0 Replies Latest reply on Jan 26, 2016 5:11 AM by h_l

    HSA: Kernel dispatch latencies (What are your experiences?)

    h_l

      Hi,

       

      I'm currently working on reducing the dispatch times of HSA kernels to enable fine-grained offloading.

      At the moment I encounter latencies of  about 1 micro-second (doing some tricks, see below for details).

       

      I would be very interested in the experiences of other HSA developers.

      - What dispatch latencies do you encounter?

      - Did you find some tricks, hacks or optimizations to reduce latencies?

       

      Many thanks in advance.

       

      ---

      Setup: In my experiments I use a simple "do nothing" kernel. I disable the interrupt handling (env HSA_ENABLE_INTERRUPT=0 <hsa_app>) and use busy-waiting instead.
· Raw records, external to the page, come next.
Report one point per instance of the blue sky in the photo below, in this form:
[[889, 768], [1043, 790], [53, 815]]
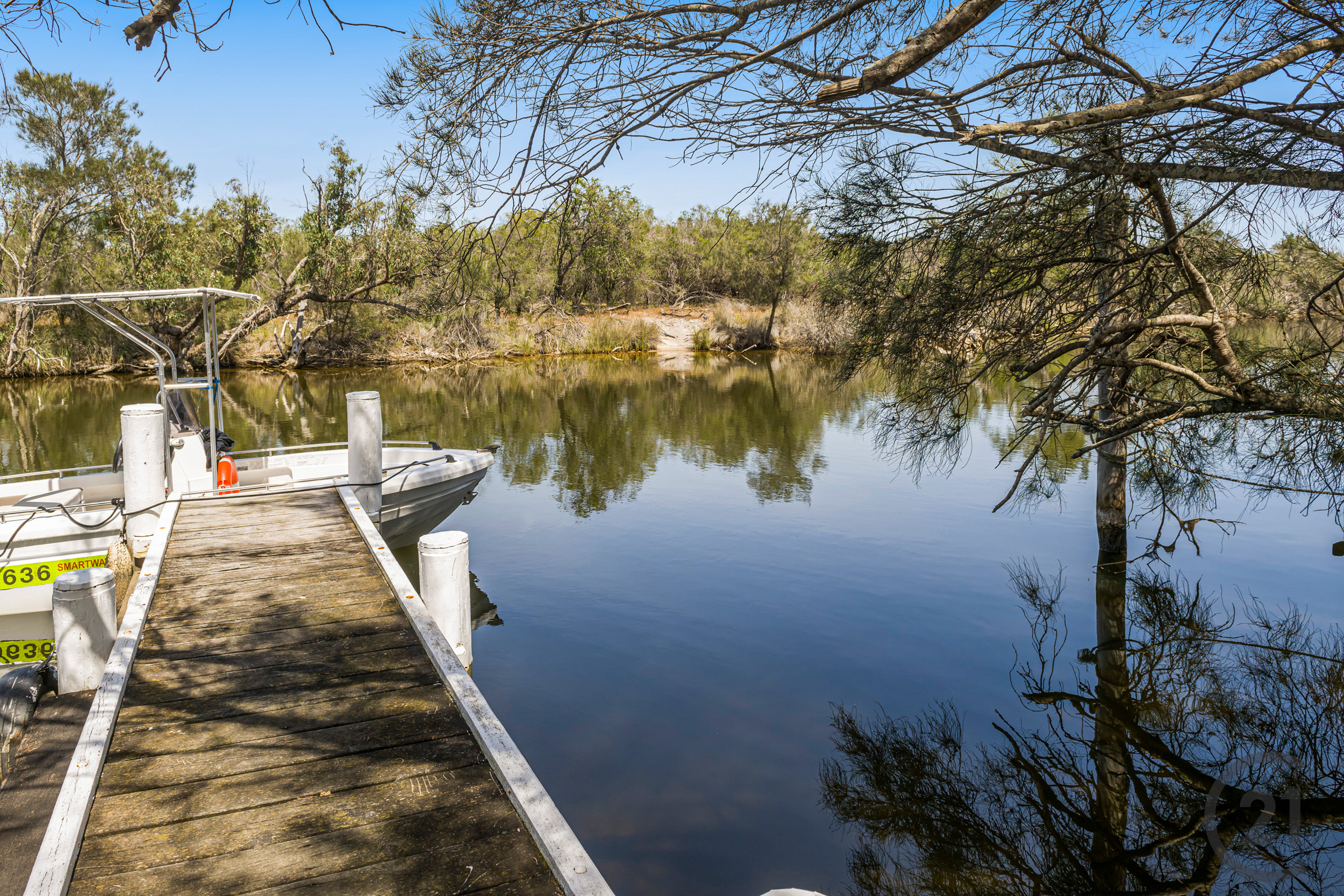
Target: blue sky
[[262, 104]]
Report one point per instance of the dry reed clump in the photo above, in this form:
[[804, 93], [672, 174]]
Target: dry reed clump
[[735, 328], [815, 328], [804, 326]]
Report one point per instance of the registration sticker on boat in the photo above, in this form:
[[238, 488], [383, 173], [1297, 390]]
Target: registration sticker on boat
[[22, 575], [25, 650]]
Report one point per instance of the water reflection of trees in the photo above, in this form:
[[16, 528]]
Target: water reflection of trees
[[592, 429], [1028, 812], [65, 421], [595, 429]]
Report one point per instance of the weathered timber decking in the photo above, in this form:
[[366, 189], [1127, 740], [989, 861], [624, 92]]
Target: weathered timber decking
[[284, 731]]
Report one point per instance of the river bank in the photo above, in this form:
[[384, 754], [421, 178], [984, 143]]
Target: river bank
[[72, 348]]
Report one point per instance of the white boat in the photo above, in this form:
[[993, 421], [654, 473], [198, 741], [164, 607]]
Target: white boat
[[53, 521]]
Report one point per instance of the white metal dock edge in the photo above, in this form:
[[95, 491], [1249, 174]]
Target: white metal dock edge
[[563, 852], [55, 862]]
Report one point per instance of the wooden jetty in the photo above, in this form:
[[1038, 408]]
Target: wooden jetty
[[280, 714]]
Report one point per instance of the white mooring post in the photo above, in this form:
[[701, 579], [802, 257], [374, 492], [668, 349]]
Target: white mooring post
[[84, 612], [364, 434], [447, 589], [143, 472]]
Further, the iGPUs' frequency is pinned to 720MHz.

       

      A synchronous dispatch of a single kernel takes ~7 micro-seconds (time until the application receives the completion signal, including AQL-enqueue).

      Dispatching multiple kernels in batches can hide latencies to some degree: 3.5 microseconds.

      Dispatching and running a (busy-wait-) kernel in advance and communicating via atomics reduces latencies to ~1 microsecond.